Le cas de la chapelle royale de Versailles est typique de la complexité des problèmes qui sont devant nous. Elle n'a jamais été une paroisse, et son caractère privé au regard du droit canon est devenu manifeste : c'est un fait (se prouvant par tout moyen). Mais c'est également un fait que la messe y est dite une fois par mois, par un prêtre désigné par l'évêque, avec l'accord de l'administration du château. Les dirigeants du château se sont justifiés en présentant la chapelle comme un espace muséal, un lieu non consacré, seulement "béni" ; même si c'est exact, il est clair qu'il y a eu abus de droit, et manquement à l'obligation de respect, avec franchissement de la ligne jaune. Espace muséal, la Chapelle royale ne s'était jamais offerte à des initiatives profanes aussi décalées ; les expositions en ce lieu, rarissimes, n'ont à notre connaissance jamais été inconvenantes : la dernière en date présentait des tapis commandés au XVIIIe siècle à la manufacture de la Savonnerie pour la Chapelle elle-même, après sa consécration en 1710.

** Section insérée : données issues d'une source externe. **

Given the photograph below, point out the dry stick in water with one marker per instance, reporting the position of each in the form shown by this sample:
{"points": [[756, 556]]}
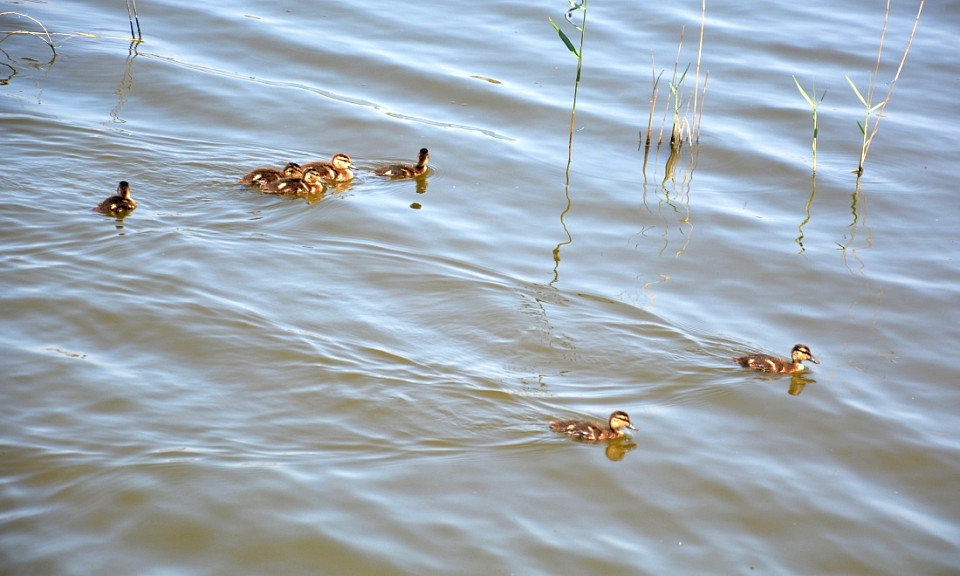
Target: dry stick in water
{"points": [[132, 15], [48, 40]]}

Dans un communiqué (cf. infra), Mgr Aumonier a révélé qu'une convention était en cours de discussion pour garantir le maintien de l'exercice du culte catholique dans la Chapelle royale. La négociation sera-t-elle rendue plus facile par l'émotion provoquée par l'administration du château ? Puisse l'incident inciter chacun à la sagesse. Et puisse la culture française donner le meilleur d'elle-même en s'inclinant devant le caractère propre des lieux de culte et le privilège de leur indisponibilité.
Des robes de mariée Christian-Lacroix
dans la chapelle du château de Versailles
Communiqué de Mgr Éric Aumonier, évêque de Versailles
À l'intention des personnes ayant protesté contre l'exposition de haute couture prévue les 7 et 8 octobre dans la chapelle royale du château de Versailles.
De nombreuses personnes ont réagi à l'annonce provocante de l'exposition de robes de mariées d'un grand couturier dans la chapelle royale du château de Versailles, les 7 et 8 octobre prochains. Comprenant leur réaction que je partage, j'ai fait part de ma protestation à Mme Albanel, présidente de l'Établissement public du musée et du domaine national de Versailles, organisatrice de cette manifestation.
La chapelle du château fait partie intégrante du musée de Versailles. Depuis quarante-cinq ans, et jusqu'à ces dernières semaines, par autorisation du ministère de tutelle et avec l'agrément de la direction de l'Établissement public, la messe était célébrée dans cette chapelle, environ une fois par mois, à l'intention des fidèles de Versailles et environs ainsi que des touristes de passage qui s'y rassemblent, par un prêtre désigné par l'évêque de Versailles. Une convention est actuellement à l'étude, pour que le culte catholique puisse se poursuivre à la chapelle royale, dans le respect des conventions sociales et de la législation en vigueur dans l'Établissement public.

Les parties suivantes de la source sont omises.